I’m working toward a Kickstarter proposal that will cover what I’ll try to make two weeks of work. That will let me set a relatively modest funding goal, which seems wise for a first project. As I look at things more closely, a PDF 1.7 upgrade as such looks like the wrong way to go; I’m not seeing PDF 1.7 features that break JHOVE. What I’m seeing, rather, is an assortment of problems in the PDF module that can break files for reasons not closely tied to their version, and some features that would be very nice to add.
Here’s a first go-around on issues with JHOVE 1.8 which I’m considering addressing. I’m open to other issues as well. Comments on which of these are most important would help me to set up my project proposal.
• PDF files that open with Acrobat and with OS X Preview are being declared not well-formed or not valid because JHOVE is encountering one kind of PDF object when it expects another. Figuring this out may require some digging into the specs and implementation notes.

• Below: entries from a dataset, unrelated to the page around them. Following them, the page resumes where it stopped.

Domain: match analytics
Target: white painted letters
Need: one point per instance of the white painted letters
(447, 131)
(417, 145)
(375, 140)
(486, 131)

Bug reports which I’ve added myself on SourceForge include Casting exceptions in PDF module, Problem with PDF annotation dictionaries, and PDF module doesn’t recognize all encryption algorithms.
• The PDF module recognizes PDF/X through version 3 but not 4. Adding a profile for PDF/X-4 looks simple.
• The PDF module recognizes PDF/A-1 but not 2 and 3. This could be a significant amount of work, possibly less if I incorporate a third-party library.
• The PDF module doesn’t recognize encryption algorithm 5, although it’s been around since PDF 1.5. The fix for this is easy.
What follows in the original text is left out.